Rendez-vous le mardi 19 avril à partir de 18h30 au BKNK, 11 rue Blanche, 75009 Paris. Il est prudent de confirmer sa présence auprès de
Philippine Bacquart : 06 77 08 48 63 ou Bacquart.philippine@gmail.com
ANIMES EN VRAC
L’équipe d’Animeland, magasine sur l’animation japonaise en France s’est lancée dans une encyclopédie en plusieurs volumes sur l’histoire de l’animation japonaise, de ses débuts à nos jours. Un premier volume était paru l’an dernier, dont nous avons bien en tendu rendu compte ici. Voici maintenant l’ Encyclopédie des animés n° 2 (1980 – 1988), années ayant vu l’émergence des classiques du Shônen qui ont fait les beaux jours des programmes jeunesse de la télévision française. Se développent également les O.AZ.V., programmes animés destiné prioritairement au format vidéo, étape intermédiaire avant les chaînes spécialisés et les sites de streaming. Ceci répertorié dans un album de 144 pages, où sont présentés pas moins de 700 métrages, chacun accompagné bien entendu d’une illustration, d’un résumé de l’histoire et d’un générique complet. De quoi revisiter Dragon Ball, Mon voisin Totoro, Les Mystérieuses cité d’or, Signé Cat’s Eyes, Akira, Olive et Tom et tant d’autres. Sans oublier un lexique des termes techniques. Que signifie par exemple Kemono ? Réponse dans cet utile répertoire (Ynnis).
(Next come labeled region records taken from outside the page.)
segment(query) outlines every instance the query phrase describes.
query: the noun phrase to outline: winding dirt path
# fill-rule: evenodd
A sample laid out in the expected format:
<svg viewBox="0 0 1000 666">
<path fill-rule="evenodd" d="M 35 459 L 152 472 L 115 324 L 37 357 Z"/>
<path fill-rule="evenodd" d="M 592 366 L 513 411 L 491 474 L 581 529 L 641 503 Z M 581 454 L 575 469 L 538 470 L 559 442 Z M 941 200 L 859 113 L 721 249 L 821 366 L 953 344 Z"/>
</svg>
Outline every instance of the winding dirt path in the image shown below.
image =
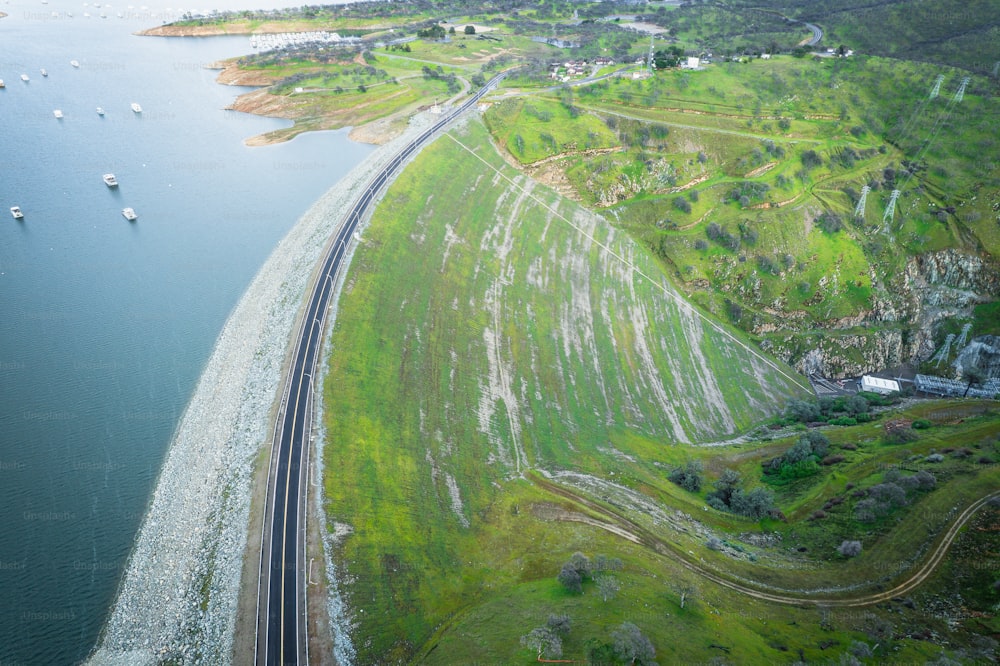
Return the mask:
<svg viewBox="0 0 1000 666">
<path fill-rule="evenodd" d="M 848 597 L 819 597 L 808 596 L 809 592 L 792 592 L 791 590 L 764 592 L 748 585 L 729 580 L 707 567 L 685 559 L 676 551 L 675 548 L 668 546 L 665 541 L 649 532 L 646 528 L 638 525 L 628 518 L 625 518 L 624 516 L 619 515 L 605 506 L 587 499 L 574 490 L 556 484 L 547 479 L 540 478 L 537 475 L 531 475 L 530 478 L 536 484 L 553 494 L 581 504 L 591 511 L 601 514 L 605 518 L 609 519 L 610 522 L 605 523 L 600 520 L 583 521 L 576 517 L 576 514 L 573 512 L 566 512 L 567 515 L 565 517 L 554 515 L 553 518 L 556 520 L 575 520 L 577 522 L 587 522 L 587 524 L 599 527 L 611 532 L 612 534 L 616 534 L 635 543 L 642 544 L 647 548 L 651 548 L 661 555 L 669 556 L 688 571 L 691 571 L 702 578 L 706 578 L 713 583 L 722 585 L 723 587 L 727 587 L 736 592 L 754 597 L 755 599 L 792 606 L 825 606 L 830 608 L 871 606 L 872 604 L 877 604 L 906 594 L 907 592 L 910 592 L 914 588 L 918 587 L 921 583 L 927 580 L 932 573 L 934 573 L 934 570 L 944 559 L 945 555 L 948 554 L 948 549 L 951 547 L 952 542 L 954 542 L 965 523 L 967 523 L 979 509 L 984 507 L 991 500 L 1000 498 L 1000 490 L 995 490 L 966 507 L 966 509 L 958 515 L 951 527 L 944 533 L 944 536 L 940 538 L 938 544 L 931 551 L 930 555 L 924 560 L 924 563 L 920 566 L 920 568 L 917 569 L 909 578 L 901 581 L 893 588 L 881 592 L 871 592 Z M 614 529 L 612 529 L 612 527 Z"/>
</svg>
Le même éditeur nous offre cette même semaine un très beau cadeau, en l’occurrence Voyage avec Chihiro, magnifique ouvrages solidement cartonné, épais de 288 pages, et qui n’est pas dû à un auteur japonais mais à une afficionados espagnole, Marta Garcia Villar, qui a traité de la manière la plus complète possible toutes les phases de la conception et de la fabrication du chef-d’œuvre du Maître, en 13 chapitres précisément conçus : L’équipe de création ; Contexte et production, qui nous rappelle que le film est sorti en 2011, inaugurant ainsi, il y a 20 ans, une décennie nouvelle ; Les personnages, où l’on apprend que Miyazaki et son animateur Masashi Andô avaient des différences d’appréciation, le réalisateur voulant un personnage plus volontaire et pas une petite fille apeurée ; mais aussi Thèmes et constantes ; la Musique ; les Influences ; son insertion dans le folklore japonais et autres approches, toute intéressantes. On s’amusera enfin avec le fort chapitre Merchandising, où sont répertoriés tous les objets venus du monde de Chihiro, tasses et rideaux de bain, figurines, cartes, albums et CD, et même des montres.
Un tour du monde de Chihiro qui ne provoque qu’une envie : revoir le film (Ynnis).